Although the word Kundalini may appear strange for many readers and the concept of it even incomprehensible to the Western mind, in fact it is closer to each person than his own heart. Kundalini is closer than the breath in the body for it is the breather and the breath. In its dormant form it is the very essence of all life. It is the basic energy of all motion and activity. The coiled Kundalini lies dormant from birth at the base of the spine in every individual until one day it is awakened, then it ascends through the spinal column and the subtle nerve channels of the subtle body cleansing and clearing blockages as it rises towards the crown…where it merges with the energy of the higher Self. This connects the individual to the cosmic energy source so she is no longer an isolated, separated entity, but a conduit of the divine cosmic force.

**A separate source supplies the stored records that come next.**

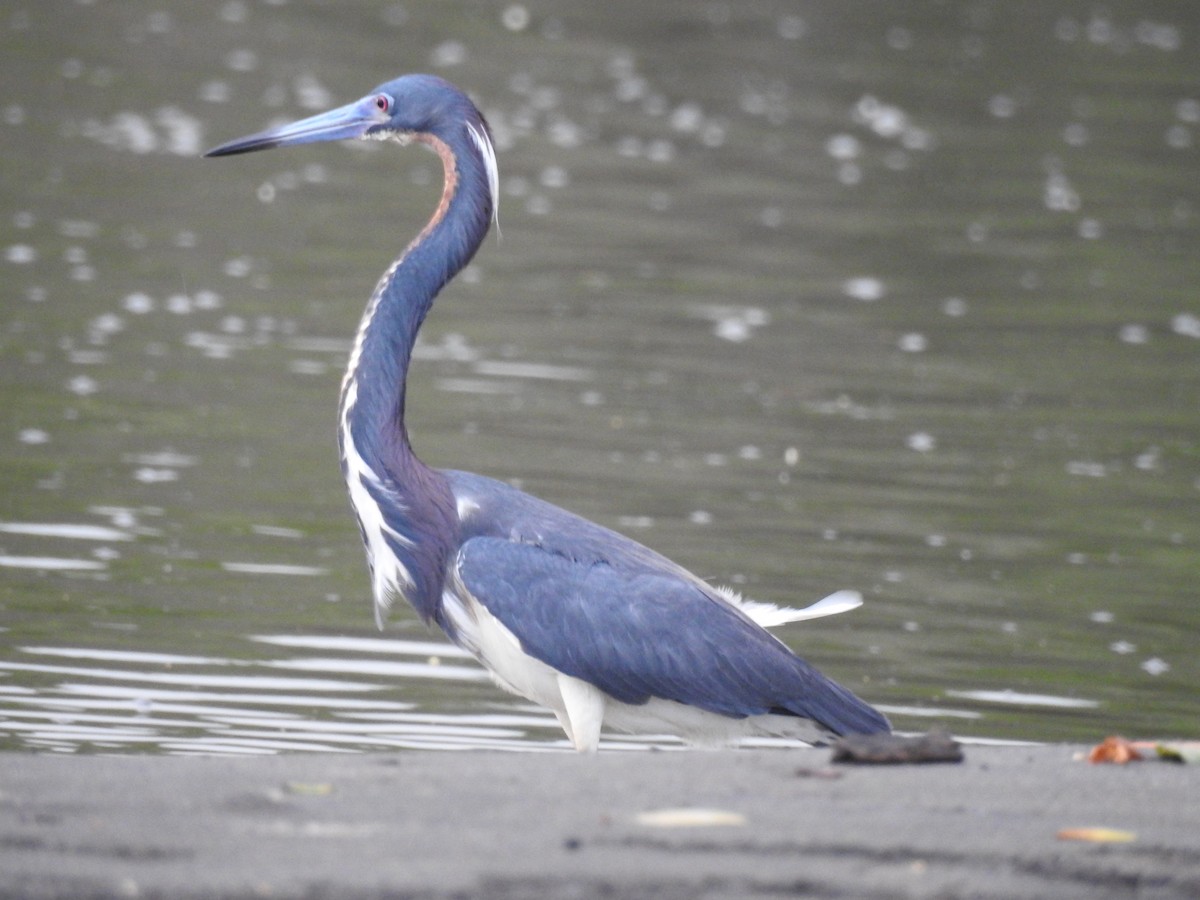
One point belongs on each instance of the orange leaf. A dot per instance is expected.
(1114, 749)
(1097, 835)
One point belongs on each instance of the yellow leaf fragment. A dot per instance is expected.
(1097, 835)
(689, 817)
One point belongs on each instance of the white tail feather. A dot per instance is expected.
(772, 616)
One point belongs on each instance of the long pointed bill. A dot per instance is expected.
(349, 121)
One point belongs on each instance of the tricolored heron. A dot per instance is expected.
(559, 610)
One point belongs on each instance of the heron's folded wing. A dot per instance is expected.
(640, 634)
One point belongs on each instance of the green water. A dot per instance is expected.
(898, 297)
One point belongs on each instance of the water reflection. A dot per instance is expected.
(121, 701)
(895, 298)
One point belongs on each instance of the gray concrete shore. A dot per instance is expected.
(487, 825)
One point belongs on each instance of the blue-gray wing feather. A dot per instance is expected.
(636, 634)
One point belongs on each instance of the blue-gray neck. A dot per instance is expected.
(414, 501)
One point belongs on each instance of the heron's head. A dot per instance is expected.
(399, 109)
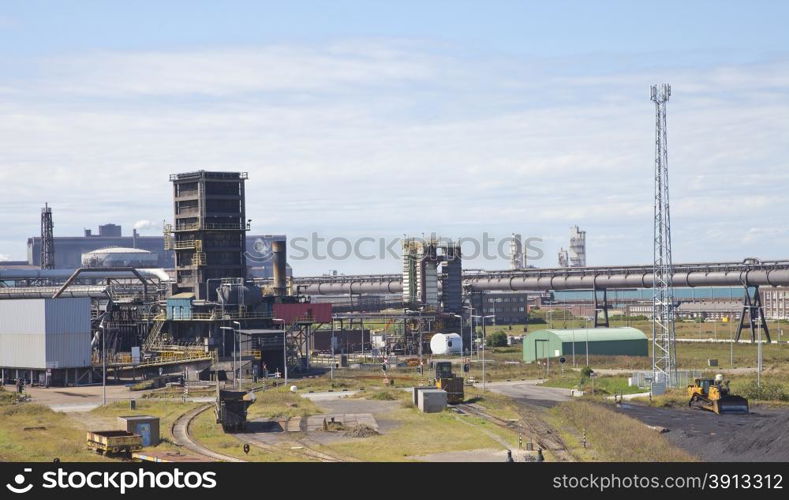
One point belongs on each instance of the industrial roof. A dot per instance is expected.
(118, 250)
(596, 334)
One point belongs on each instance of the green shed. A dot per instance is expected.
(554, 343)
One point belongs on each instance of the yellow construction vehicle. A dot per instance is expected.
(714, 395)
(447, 381)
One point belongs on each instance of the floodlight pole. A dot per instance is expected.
(236, 351)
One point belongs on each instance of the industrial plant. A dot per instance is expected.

In the awakened form, this uncoiled force becomes the Kundalini depicted in Indian scriptures both as a Goddess of immense power, often called “Kundalini Shakti,” and as a snake or serpent. It is She who is the manifest universe, and when She wakens within an individual, She will sweep one up in Her tremendous passion to reunite with Her Lord, Shiva–the unmanifest –in order to dance once again in his arms. Thus begins a crazy, wonderful,unpredictable ride with Goddess where She rules the body, mind and soul as she ascends through the body to the crown of the head- the seat of Shiva.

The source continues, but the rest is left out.